Good Faith and Financial Distress: Can a Solvent Debtor Have a Valid Reorganizational Purpose?
In the 45 years since the enactment of the Bankruptcy Code, the Chapter 11 process has been successfully used by companies to address and resolve mass tort liabilities. However, what were once considered legitimate uses of Chapter 11 may now be rejected by bankruptcy courts as bad faith filings.
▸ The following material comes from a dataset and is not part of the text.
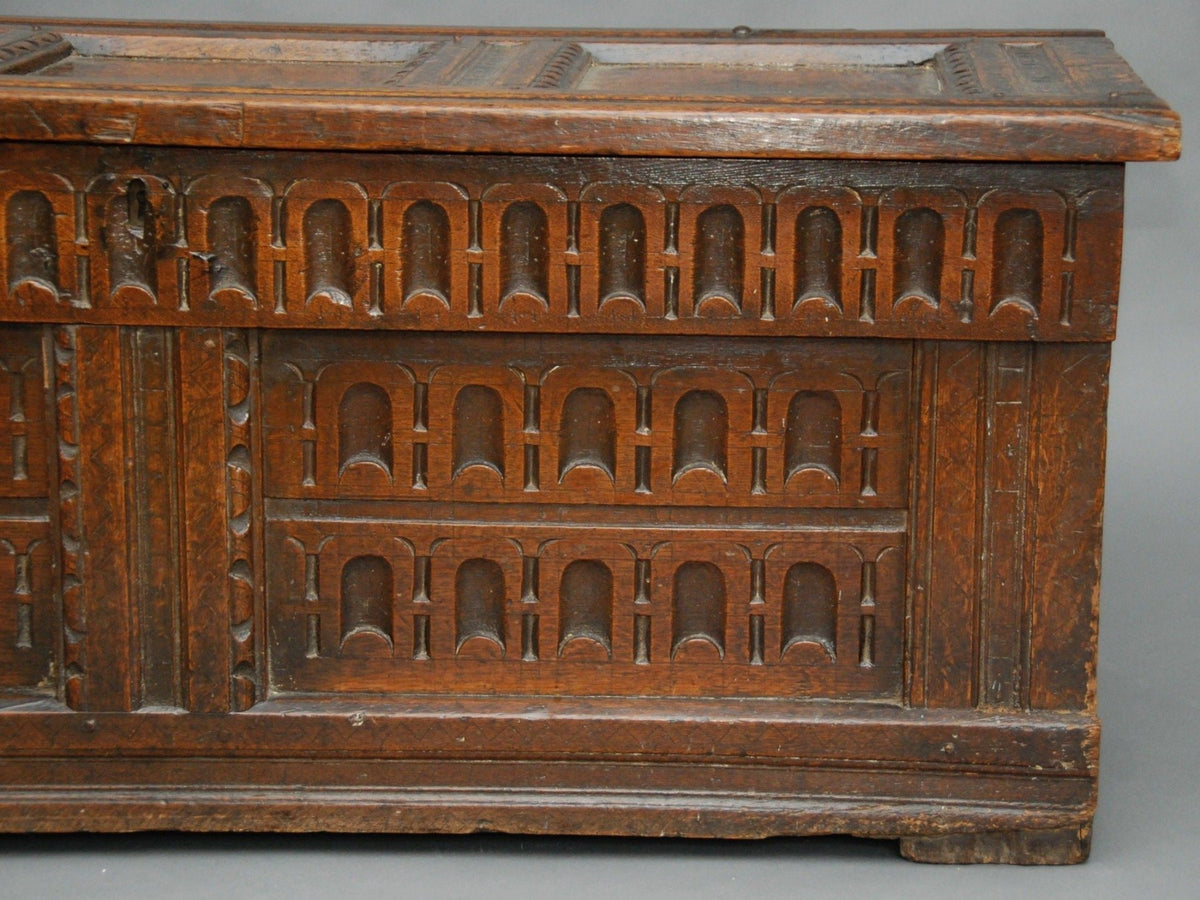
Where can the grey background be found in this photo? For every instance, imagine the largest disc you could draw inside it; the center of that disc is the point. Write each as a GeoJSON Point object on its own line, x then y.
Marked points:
{"type": "Point", "coordinates": [1150, 790]}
September 11, 2023 at 10:00 AM
8 minute read
Historically, Chapter 11 has been used by companies to restructure debtor-creditor relationships of all shapes and sizes. The Bankruptcy Code provides companies with useful tools to achieve such restructuring objectives including the power to shed burdensome contracts and leases, sell valuable contracts and leases, sell company assets free and clear of liens, claims, encumbrances and other interests, restructure debt (consensually or through the Code's "cram-down" provisions), renegotiate or reject labor contracts, resolve multi-district litigations through global plan settlements, and implement broad liability releases in favor of officers, directors and other parties in interest.
Additionally, in the 45 years since the enactment of the Bankruptcy Code, the Chapter 11 process has been successfully used by companies to address and resolve mass tort liabilities (e.g, Dow Corning, Johns-Manville, Texaco). What were once considered legitimate uses of Chapter 11 may now be rejected by bankruptcy courts as bad faith filings.